The point is that rather than trying to significantly change the environment where you work—an impossible order for most of us—you can increase your chances of minimizing workplace stress by taking steps to develop yourself.
Take some time to clarify what exactly makes your work environment toxic or stressful and look closely at each factor. You may be surprised that it is just one or two scenarios that have a consistently negative effect on you. Once you have narrowed them down, then try to problem solve for each one. For example, if your boss is a stickler for following protocol on some days, and more relaxed about rules and regulations on others, then make sure you stick to the book. Always. You will eliminate such uncertainty, avoid a distressing response from your boss, and reduce the likelihood of triggering your stress response.
You can also ask yourself important questions about the factors that keep you working in a particular job that may be stressful. Can they be changed? This is also an excellent time to reevaluate your personal values and professional goals. Do you want to continue in a particular organization or career path? Is your work and work environment aligned with your values?

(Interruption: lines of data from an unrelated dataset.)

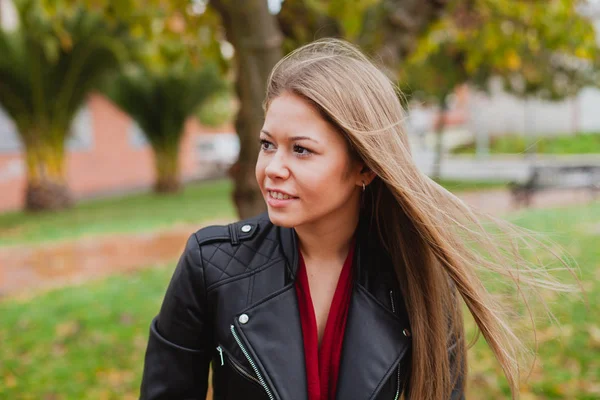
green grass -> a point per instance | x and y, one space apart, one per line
88 342
564 144
468 186
133 213
139 213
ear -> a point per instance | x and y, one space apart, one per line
366 176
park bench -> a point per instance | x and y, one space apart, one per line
547 176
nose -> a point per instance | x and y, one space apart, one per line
276 167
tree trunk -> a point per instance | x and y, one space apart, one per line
46 184
439 143
256 37
167 171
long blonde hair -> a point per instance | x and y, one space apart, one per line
437 243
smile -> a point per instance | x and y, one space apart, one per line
279 195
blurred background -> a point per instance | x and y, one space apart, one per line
125 126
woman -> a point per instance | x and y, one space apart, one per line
349 287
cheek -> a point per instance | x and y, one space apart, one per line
259 171
327 184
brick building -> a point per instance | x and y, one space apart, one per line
107 154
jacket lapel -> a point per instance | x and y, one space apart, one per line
373 347
273 337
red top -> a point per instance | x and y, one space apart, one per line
323 364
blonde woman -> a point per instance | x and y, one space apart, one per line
351 285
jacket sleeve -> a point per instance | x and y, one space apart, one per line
179 348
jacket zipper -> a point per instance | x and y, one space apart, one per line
220 350
252 364
398 369
237 367
398 383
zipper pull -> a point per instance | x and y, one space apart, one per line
220 350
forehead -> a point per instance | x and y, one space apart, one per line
290 115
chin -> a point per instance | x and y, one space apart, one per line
282 220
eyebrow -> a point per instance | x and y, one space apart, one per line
291 138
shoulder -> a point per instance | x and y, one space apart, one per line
233 233
234 250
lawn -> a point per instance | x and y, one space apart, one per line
562 144
132 213
197 203
88 341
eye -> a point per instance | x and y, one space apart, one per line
302 151
265 145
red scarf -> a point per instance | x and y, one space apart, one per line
322 365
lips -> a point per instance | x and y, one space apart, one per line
279 195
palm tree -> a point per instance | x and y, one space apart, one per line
47 69
160 101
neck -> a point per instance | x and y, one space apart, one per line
329 239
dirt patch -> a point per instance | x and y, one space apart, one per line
27 269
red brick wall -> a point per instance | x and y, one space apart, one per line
112 164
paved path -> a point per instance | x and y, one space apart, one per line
27 270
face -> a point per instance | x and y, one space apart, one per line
304 170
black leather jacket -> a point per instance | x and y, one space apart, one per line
232 301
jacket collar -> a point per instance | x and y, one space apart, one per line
373 342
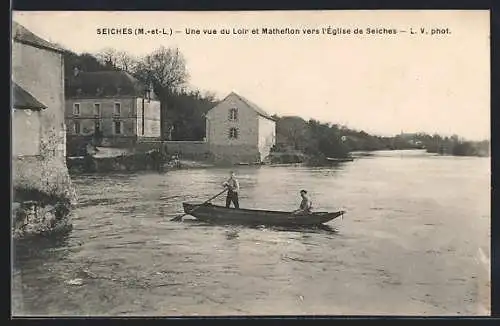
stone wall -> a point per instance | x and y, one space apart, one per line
42 195
42 190
234 154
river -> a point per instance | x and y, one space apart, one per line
415 240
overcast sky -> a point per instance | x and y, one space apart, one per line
383 84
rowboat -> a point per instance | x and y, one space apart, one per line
220 214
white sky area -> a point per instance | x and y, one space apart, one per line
383 84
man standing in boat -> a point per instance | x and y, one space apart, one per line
233 187
305 205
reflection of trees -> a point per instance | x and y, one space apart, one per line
33 274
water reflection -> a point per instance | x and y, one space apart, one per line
322 228
132 260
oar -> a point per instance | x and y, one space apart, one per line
179 217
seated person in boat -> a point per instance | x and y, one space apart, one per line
233 187
305 205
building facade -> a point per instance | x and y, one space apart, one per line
37 75
238 131
112 107
42 189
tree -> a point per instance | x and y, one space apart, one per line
165 70
107 57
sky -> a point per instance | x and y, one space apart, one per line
383 84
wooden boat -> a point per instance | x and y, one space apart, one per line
219 214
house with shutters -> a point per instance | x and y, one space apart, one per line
111 106
239 131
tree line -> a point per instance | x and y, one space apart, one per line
183 111
321 140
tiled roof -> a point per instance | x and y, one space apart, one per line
253 106
24 100
23 35
103 83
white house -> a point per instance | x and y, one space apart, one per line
238 131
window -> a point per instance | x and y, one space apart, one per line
118 127
142 122
233 133
118 109
77 127
233 114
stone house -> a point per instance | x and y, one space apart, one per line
113 105
238 131
40 176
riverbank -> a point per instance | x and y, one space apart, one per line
408 245
43 196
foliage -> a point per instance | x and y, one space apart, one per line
183 111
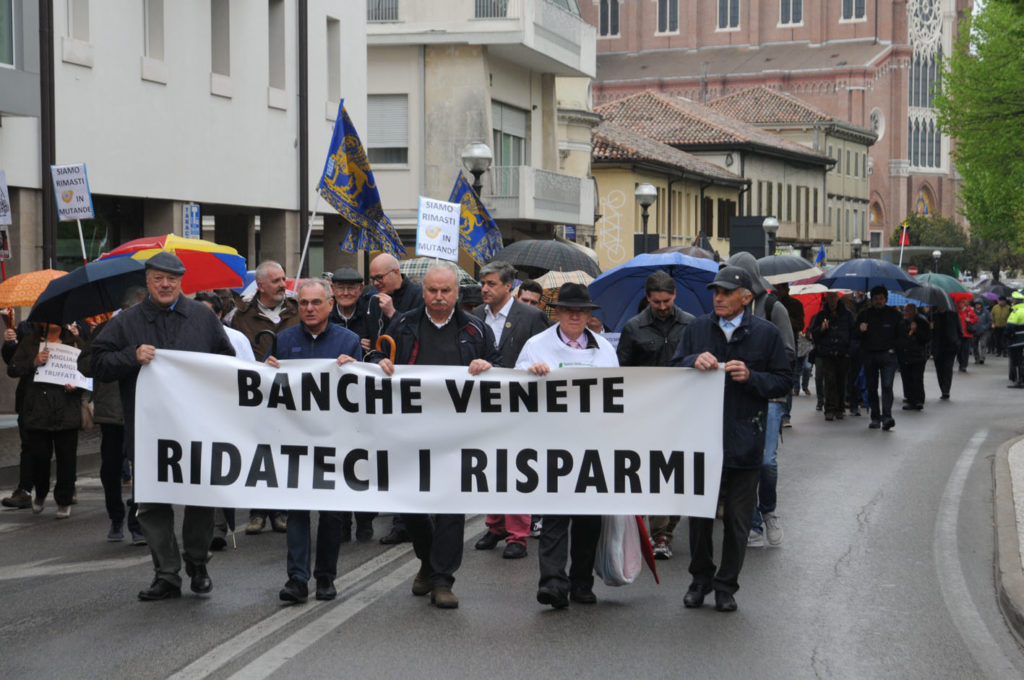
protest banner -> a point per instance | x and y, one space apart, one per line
61 367
217 431
437 229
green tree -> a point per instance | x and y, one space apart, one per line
981 105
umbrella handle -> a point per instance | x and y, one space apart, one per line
392 345
273 340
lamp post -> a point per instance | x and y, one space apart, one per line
770 225
645 195
855 247
477 157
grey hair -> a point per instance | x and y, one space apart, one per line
505 270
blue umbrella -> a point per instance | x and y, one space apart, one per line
620 290
864 273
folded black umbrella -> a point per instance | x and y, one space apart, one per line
92 289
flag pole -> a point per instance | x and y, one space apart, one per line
305 246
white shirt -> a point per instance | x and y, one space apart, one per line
497 322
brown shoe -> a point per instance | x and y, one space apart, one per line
421 584
442 598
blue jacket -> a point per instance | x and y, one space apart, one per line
296 342
757 343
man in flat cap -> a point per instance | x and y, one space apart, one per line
165 320
751 351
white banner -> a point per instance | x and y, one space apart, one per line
61 367
218 431
71 185
437 229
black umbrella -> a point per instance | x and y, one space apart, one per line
933 296
92 289
547 256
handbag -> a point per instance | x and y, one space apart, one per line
87 421
619 559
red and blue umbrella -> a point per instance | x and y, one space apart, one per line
208 264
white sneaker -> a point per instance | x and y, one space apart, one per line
773 533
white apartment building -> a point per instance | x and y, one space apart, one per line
175 102
444 73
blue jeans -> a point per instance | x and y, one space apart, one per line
328 544
880 368
767 497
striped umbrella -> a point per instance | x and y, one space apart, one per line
208 264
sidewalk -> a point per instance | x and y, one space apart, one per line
1008 477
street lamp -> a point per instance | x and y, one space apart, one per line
645 195
477 157
770 225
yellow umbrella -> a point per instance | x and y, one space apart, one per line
24 289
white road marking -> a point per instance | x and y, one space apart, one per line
987 654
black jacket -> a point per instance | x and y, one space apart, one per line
475 339
757 343
643 343
834 341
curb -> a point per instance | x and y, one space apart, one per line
1008 567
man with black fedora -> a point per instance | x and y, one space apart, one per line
567 344
752 354
165 320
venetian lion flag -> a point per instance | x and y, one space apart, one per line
348 185
478 234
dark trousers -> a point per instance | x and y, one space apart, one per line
437 544
738 496
299 544
563 537
944 370
912 375
112 456
61 444
833 372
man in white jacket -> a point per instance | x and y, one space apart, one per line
567 344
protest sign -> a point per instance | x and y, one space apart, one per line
217 431
61 367
437 229
71 186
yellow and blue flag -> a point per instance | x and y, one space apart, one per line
478 234
348 185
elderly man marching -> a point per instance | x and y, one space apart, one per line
165 320
439 334
566 344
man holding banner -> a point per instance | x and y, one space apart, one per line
439 334
165 320
753 355
569 343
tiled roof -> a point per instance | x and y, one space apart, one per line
613 142
688 125
763 104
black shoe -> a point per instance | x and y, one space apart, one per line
724 601
583 595
295 591
201 582
694 595
326 589
488 541
159 590
394 537
552 596
514 551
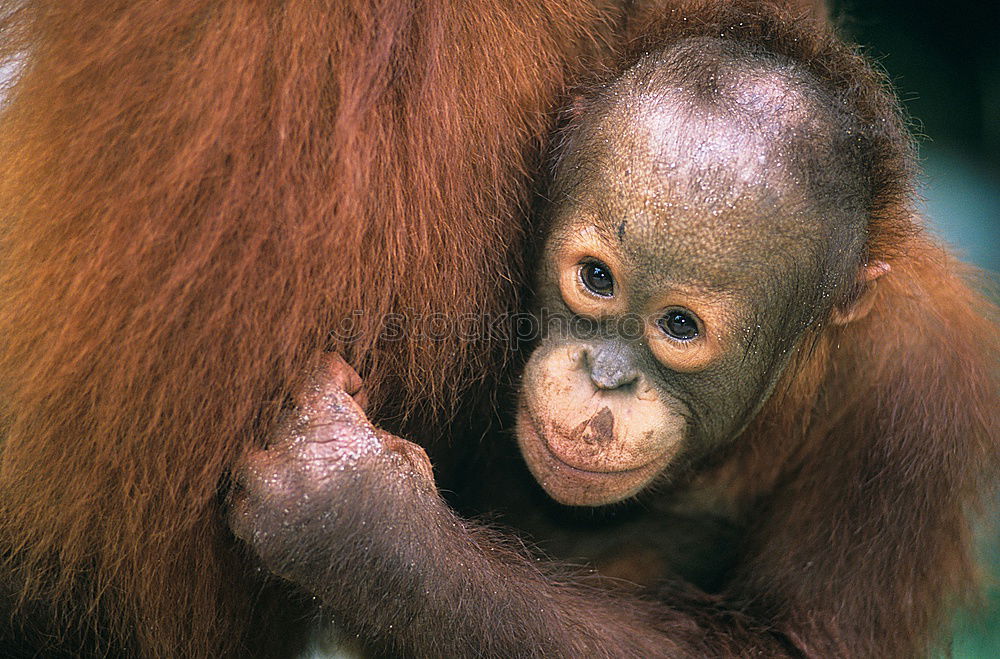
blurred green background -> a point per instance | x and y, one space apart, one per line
944 59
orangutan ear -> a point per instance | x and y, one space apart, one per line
862 304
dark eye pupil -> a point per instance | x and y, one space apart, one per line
679 325
597 278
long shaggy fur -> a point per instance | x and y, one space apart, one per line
194 196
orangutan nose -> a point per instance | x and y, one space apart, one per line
610 366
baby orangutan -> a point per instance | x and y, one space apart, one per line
720 214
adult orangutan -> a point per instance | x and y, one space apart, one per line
747 332
196 195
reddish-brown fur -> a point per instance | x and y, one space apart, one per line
194 193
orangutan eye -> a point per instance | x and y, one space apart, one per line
679 324
596 278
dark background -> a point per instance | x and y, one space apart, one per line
944 60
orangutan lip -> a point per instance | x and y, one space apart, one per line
562 463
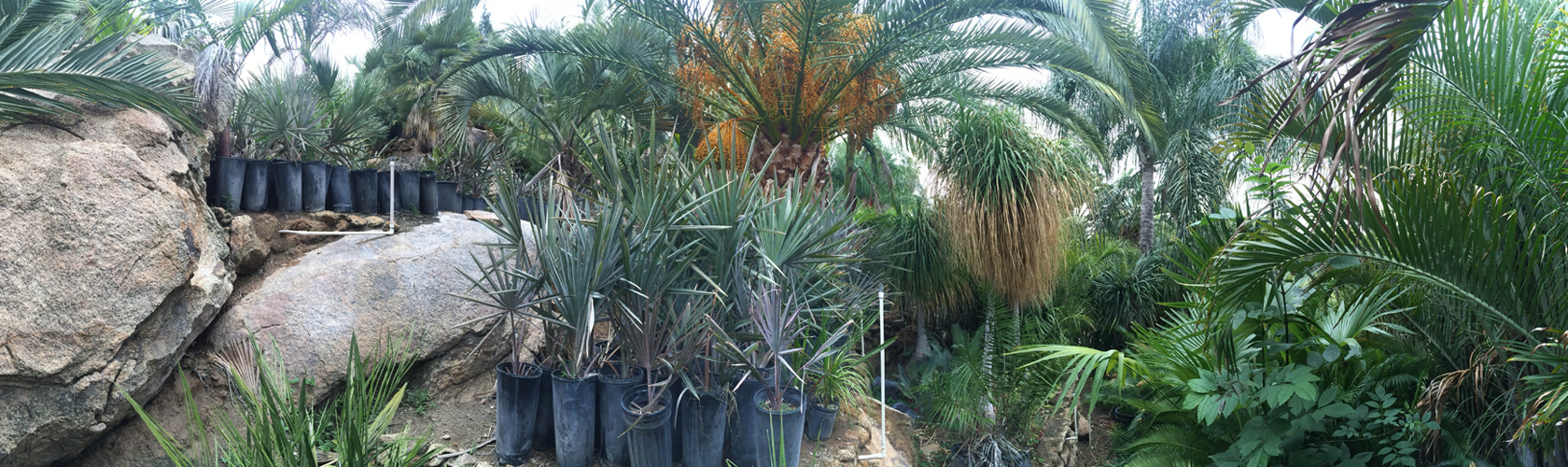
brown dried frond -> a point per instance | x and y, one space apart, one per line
1016 243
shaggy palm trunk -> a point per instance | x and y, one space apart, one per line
1146 203
788 160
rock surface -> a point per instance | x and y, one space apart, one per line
110 265
366 287
377 287
1060 441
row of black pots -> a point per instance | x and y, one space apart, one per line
606 413
256 185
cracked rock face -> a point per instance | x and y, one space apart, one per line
110 265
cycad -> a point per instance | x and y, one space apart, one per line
46 53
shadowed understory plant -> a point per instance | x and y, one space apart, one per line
274 423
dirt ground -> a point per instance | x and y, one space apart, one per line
465 416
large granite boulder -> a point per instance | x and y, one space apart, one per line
377 289
110 267
366 287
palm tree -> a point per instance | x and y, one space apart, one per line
546 102
1436 131
917 262
769 85
49 48
1004 201
412 58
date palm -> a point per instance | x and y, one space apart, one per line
1189 69
50 53
770 83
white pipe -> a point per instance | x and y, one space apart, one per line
313 233
882 362
392 193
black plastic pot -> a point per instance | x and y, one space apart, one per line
819 420
676 386
230 182
364 189
529 208
212 189
574 418
544 423
256 180
516 408
650 441
701 427
740 437
428 201
778 432
313 185
612 428
287 184
339 191
383 191
447 196
408 191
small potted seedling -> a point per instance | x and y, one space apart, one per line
509 281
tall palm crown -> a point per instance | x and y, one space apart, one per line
778 71
48 46
1183 67
753 73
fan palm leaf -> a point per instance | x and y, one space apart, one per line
48 55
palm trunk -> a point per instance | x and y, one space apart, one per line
1146 203
922 342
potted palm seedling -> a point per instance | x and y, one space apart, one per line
509 281
837 378
779 403
581 262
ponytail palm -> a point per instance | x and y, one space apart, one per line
48 49
770 83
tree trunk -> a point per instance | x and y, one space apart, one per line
988 340
848 177
789 160
1146 203
1018 330
922 342
226 141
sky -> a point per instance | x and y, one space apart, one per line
1272 35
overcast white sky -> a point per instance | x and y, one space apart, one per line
1272 35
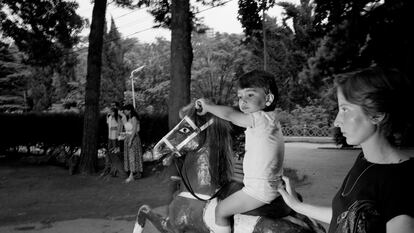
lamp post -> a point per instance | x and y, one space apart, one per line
133 73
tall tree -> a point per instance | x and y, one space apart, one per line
181 59
13 77
113 68
45 31
177 15
89 153
358 34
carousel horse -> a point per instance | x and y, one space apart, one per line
203 143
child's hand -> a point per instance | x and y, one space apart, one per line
201 106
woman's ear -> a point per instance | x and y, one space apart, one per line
376 119
269 99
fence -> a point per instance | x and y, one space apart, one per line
307 131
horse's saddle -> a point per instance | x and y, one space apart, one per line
276 209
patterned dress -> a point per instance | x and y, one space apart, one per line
133 153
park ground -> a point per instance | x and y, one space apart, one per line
43 199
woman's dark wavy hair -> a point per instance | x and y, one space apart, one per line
381 91
260 79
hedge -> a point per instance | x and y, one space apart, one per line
52 129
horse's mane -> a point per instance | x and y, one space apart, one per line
218 139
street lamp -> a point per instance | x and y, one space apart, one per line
133 73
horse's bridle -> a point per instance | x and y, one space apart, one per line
197 130
176 150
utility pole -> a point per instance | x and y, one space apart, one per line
133 74
264 39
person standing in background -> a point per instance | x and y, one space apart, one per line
132 144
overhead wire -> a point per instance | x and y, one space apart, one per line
137 32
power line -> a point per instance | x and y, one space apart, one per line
134 33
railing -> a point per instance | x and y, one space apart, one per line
307 131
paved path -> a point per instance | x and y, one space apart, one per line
324 168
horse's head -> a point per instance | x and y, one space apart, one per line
194 134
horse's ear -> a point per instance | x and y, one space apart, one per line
185 110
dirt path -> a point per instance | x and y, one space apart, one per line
324 168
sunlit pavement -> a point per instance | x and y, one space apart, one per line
324 166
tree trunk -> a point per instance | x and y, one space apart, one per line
181 59
89 155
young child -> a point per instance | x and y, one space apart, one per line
264 145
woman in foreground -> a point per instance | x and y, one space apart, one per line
375 195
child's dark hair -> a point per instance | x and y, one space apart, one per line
260 79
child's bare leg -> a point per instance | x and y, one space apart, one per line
238 202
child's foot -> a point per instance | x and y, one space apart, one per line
129 179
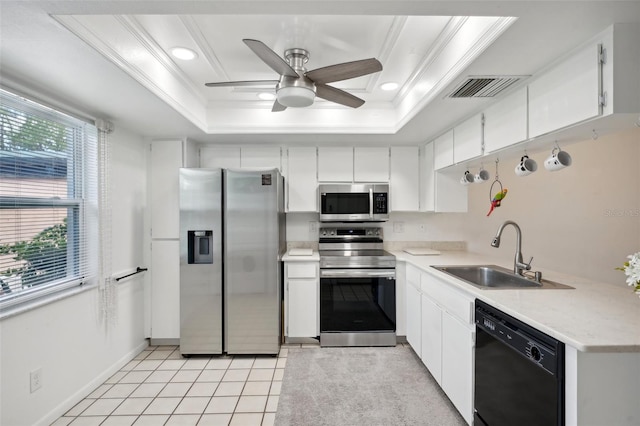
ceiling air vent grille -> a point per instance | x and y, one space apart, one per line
483 87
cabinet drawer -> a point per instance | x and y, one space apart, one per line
301 270
450 299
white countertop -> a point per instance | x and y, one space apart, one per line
594 317
314 257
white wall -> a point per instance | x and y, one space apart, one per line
76 349
583 220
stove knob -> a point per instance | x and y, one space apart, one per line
535 353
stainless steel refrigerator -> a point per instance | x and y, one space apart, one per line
232 237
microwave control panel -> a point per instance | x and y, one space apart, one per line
380 203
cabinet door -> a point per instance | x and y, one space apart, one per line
467 139
371 164
505 122
220 157
443 150
260 157
427 179
432 338
404 183
414 318
457 364
165 289
166 160
335 164
302 183
566 94
302 307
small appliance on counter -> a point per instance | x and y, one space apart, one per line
232 236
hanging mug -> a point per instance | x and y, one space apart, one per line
526 166
557 160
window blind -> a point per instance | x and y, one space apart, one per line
48 198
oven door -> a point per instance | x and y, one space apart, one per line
357 307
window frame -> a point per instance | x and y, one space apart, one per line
81 205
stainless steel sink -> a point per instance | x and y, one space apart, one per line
496 277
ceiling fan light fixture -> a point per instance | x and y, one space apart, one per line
266 96
183 53
295 96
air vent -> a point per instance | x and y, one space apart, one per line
483 87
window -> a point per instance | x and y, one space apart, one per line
47 200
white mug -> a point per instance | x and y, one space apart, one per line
526 166
481 176
467 178
557 160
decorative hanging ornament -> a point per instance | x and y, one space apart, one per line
496 200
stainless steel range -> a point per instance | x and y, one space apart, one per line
357 288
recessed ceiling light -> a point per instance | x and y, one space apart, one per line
389 86
183 53
266 96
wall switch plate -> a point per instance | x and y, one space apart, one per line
35 380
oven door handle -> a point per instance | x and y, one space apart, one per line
357 273
370 203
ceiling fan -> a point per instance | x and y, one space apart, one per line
298 87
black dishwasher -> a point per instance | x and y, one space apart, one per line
519 372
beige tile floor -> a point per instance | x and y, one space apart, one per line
160 387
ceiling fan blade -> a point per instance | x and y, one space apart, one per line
270 58
243 83
277 106
344 71
338 96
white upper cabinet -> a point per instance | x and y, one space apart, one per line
467 139
371 164
260 157
166 160
220 157
335 164
404 184
567 94
505 122
302 183
443 150
427 179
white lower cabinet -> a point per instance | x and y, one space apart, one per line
442 318
414 321
302 299
457 364
432 338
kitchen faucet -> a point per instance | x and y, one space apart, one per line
518 265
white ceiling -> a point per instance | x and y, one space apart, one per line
110 60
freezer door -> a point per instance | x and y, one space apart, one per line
200 261
253 206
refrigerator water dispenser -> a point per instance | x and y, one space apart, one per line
200 247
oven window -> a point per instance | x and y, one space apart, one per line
345 203
357 304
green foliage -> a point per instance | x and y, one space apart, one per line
21 133
45 256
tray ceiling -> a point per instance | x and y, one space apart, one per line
422 54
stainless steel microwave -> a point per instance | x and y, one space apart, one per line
354 202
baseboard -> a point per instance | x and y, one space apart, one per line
164 342
82 393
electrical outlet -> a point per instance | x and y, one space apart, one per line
36 379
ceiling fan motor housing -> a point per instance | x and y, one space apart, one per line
296 92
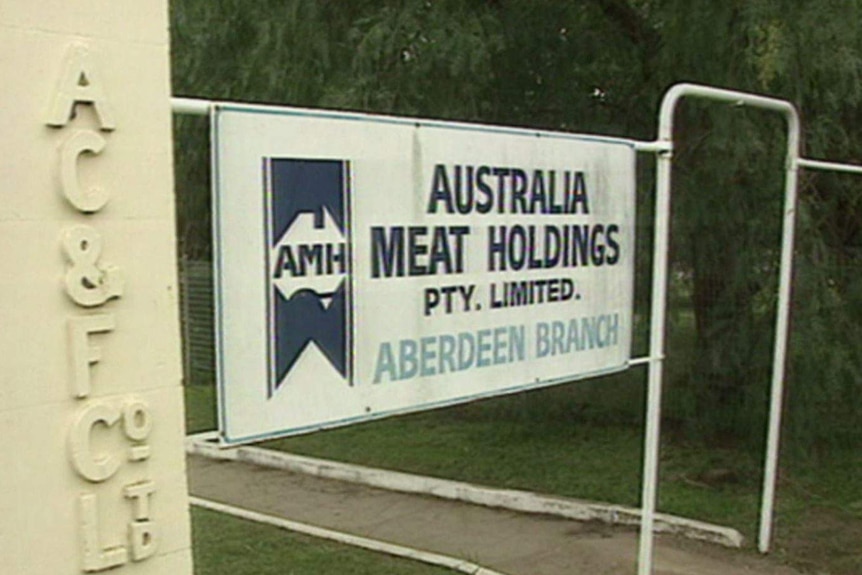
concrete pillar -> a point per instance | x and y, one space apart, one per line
92 474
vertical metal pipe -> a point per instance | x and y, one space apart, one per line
782 321
654 390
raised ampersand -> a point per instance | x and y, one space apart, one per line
88 283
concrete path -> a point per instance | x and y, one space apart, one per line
505 541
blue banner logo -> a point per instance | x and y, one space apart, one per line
309 261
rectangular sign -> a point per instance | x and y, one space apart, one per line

Your most important goal should be reaching a place where you can empower yourself and maintain a sense of balance and health. Good and bad economies come and go. Either way, the workplace will always present the kinds of challenges that can contribute to unhealthy stress. Many factors contribute to stress on the job, and some are simply not within your sphere of control. Fortunately, your ability to change the way you react is not one of them.